第7話 村を覗きみる

 ミーナとお別れすると、僕はすぐに行動に移る。


 村から少し外れたところから、地中に触手を伸ばす。


 僕の触手は距離に反比例して、長く伸ばせる触手の本数が少なくなる。体積を一定に保つためだろうか。もう3年間も共にしている肉体だ。そのくらいの感覚は掴んでいる。


 触手を1本だけ、先頭に目を1つ置いて伸ばし続ける。


 最長で50メートルはいける。これを僕はミミズモードと呼んでいる。さらに細くすればもっと遠くまでいけるかもしれない。


 今は最も細くて人間の親指ぐらいまでしかできないが、練習すれば糸ぐらい細くなれる……気がする。


 とはいえいくら触手を細くできても、眼球らしきものがソフトボールぐらいの大きさだ。それを支えられなくなってしまっては意味がない。今くらいでちょうどいいのだ。


 片方の目で遠くから村の様子をみつつ、人がいないところを狙ってボゴォと触手を地中から出す。


 まずは触手用の道を作ることが先決だ。


 ミーナの家をはじめとして、全ての家をこっそりと監視できるように地中に穴を掘り進めて行く。


 ボゴォ。ボゴォ。ボゴォ。


 30分ほどで地中の道は出来上がった。


 どれどれ、まずはミーナの様子をみてみようか。


 地中から触手を出し窓から家の中を覗く。


 いた、ミーナだ。


 ミーナは家の隅にちょこんと座ってカゴのようなものを編んでいた。器用なものだ。


 他には今にも死にそうな寝込んだ婆さんと、片腕のないおっさんがいた。


 家族……には見えない。


 なんだこの家は?


 しばらく眺めていたが、婆さんは本物の死体じゃないかというほど動かないし、おっさんは片腕でずっとナイフを砥いでいる。ミーナも黙々とカゴを作っている。会話は何もない。それぞれ極力距離を置くように生活しているように見える。


 何かしら訳ありなのは間違いない。


 その中で、僕は見逃せないものを発見した。


 台所に塩漬けにされたザコウルフの肉がある。それだけなら長期保存する為にミーナが肉を食べられなかったのかと納得したところだが、その脇にあるスープにはザコウルフの肉が使われているようだ。というか普通に屑ではない野菜もある。


 これは家の中に問題がありパターンかな……。


 しかしこの家はなんだか特殊なようだ。それを知る為にも他の家をみてみることにした。
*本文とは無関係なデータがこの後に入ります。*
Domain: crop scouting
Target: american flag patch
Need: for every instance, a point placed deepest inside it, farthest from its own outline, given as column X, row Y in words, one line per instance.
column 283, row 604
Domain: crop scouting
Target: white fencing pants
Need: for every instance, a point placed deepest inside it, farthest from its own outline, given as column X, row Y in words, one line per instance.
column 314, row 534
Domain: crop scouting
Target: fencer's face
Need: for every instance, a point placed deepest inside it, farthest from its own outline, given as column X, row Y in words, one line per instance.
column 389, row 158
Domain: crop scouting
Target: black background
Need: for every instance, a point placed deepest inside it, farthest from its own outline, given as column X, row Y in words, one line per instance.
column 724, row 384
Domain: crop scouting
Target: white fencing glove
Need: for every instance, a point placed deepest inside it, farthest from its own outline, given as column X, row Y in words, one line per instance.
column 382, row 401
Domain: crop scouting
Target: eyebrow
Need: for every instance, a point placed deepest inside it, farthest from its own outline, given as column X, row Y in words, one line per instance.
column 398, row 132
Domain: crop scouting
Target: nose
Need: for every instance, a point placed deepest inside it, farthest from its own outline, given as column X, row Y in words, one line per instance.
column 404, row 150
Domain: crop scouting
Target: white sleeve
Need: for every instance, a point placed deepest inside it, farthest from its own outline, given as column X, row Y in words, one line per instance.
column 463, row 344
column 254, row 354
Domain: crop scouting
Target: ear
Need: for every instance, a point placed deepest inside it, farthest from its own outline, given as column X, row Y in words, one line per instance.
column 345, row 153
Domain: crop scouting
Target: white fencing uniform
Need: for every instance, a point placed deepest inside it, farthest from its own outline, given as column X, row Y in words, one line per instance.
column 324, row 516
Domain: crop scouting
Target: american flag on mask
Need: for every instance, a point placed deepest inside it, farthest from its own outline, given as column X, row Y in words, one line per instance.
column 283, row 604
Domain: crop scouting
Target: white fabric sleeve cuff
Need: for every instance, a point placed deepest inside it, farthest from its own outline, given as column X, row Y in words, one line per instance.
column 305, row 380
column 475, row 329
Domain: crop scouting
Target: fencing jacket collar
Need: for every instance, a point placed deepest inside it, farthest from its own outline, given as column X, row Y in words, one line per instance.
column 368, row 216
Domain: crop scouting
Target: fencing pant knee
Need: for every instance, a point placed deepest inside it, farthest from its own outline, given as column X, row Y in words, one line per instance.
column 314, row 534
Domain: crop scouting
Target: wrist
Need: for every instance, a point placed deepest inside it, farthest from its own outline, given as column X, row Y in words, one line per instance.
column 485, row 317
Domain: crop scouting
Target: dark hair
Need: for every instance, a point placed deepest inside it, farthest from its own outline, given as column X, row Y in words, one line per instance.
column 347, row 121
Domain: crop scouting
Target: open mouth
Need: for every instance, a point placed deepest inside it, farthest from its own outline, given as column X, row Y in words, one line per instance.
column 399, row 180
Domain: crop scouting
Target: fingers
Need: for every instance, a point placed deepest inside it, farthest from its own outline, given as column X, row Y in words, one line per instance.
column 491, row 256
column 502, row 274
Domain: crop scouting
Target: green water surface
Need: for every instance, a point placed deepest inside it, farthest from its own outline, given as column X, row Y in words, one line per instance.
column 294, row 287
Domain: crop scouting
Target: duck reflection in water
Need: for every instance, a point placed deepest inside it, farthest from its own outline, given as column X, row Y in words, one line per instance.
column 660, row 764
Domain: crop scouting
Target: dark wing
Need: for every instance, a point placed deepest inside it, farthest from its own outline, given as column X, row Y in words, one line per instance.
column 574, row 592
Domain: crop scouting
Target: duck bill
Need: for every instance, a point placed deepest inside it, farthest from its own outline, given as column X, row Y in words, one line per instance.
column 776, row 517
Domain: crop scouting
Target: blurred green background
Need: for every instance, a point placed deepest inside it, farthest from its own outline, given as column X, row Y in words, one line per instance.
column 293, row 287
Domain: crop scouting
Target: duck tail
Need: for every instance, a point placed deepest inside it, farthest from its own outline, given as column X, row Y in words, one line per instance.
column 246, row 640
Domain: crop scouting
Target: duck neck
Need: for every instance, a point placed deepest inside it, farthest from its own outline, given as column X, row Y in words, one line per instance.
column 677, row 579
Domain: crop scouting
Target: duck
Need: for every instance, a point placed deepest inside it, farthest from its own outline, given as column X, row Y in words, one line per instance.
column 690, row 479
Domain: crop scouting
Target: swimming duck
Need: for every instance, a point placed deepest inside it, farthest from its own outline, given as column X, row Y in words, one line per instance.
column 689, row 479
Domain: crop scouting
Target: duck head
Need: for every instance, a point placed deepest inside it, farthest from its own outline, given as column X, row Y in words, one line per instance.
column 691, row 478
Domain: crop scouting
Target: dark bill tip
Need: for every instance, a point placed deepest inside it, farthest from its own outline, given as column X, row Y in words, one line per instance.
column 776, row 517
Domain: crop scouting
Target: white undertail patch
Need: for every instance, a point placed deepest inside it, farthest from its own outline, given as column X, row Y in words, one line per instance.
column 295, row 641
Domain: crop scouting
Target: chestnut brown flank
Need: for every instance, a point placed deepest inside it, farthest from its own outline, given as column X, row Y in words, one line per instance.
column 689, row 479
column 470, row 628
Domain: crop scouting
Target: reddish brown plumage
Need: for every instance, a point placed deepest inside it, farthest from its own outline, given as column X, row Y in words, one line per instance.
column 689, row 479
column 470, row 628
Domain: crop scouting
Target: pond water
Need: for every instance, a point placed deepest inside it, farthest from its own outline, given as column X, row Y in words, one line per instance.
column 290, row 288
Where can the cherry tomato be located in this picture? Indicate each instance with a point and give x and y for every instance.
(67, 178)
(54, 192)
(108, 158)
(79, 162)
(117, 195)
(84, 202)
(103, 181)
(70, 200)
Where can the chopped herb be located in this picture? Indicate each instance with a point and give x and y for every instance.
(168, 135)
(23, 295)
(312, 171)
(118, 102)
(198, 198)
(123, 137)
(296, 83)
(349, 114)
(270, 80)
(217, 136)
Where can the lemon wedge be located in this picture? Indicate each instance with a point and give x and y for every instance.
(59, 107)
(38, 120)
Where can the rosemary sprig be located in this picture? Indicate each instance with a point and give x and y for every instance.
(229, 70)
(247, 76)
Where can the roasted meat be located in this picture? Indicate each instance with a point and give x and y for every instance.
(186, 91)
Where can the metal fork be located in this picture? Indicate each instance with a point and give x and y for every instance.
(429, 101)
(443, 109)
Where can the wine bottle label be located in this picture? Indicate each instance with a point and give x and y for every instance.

 次の家では、女性が3歳くらいの子供の体を拭いていた。


 木桶に水を張り、タオルを濡らして体を拭いてあげている。姉弟か?それともこの年齢でもう子持ちなのか?まだ20歳前後にしか見えない。


「はい、綺麗になった。」


 と言ってその女性は子供のお尻をぺしりと叩く。


 ついでに僕の体も綺麗にしてほしい……。ほら、僕の体って臭うらしいし。そういえば臭いが原因でバレてしまうかもしれない。気をつけよう。


 まあいいや、次の家にい……


「さて、次は私の番」


……くのはやめてもうちょっと見てみるか。


 ミーナの家のことが何かわかるかもしれないしね。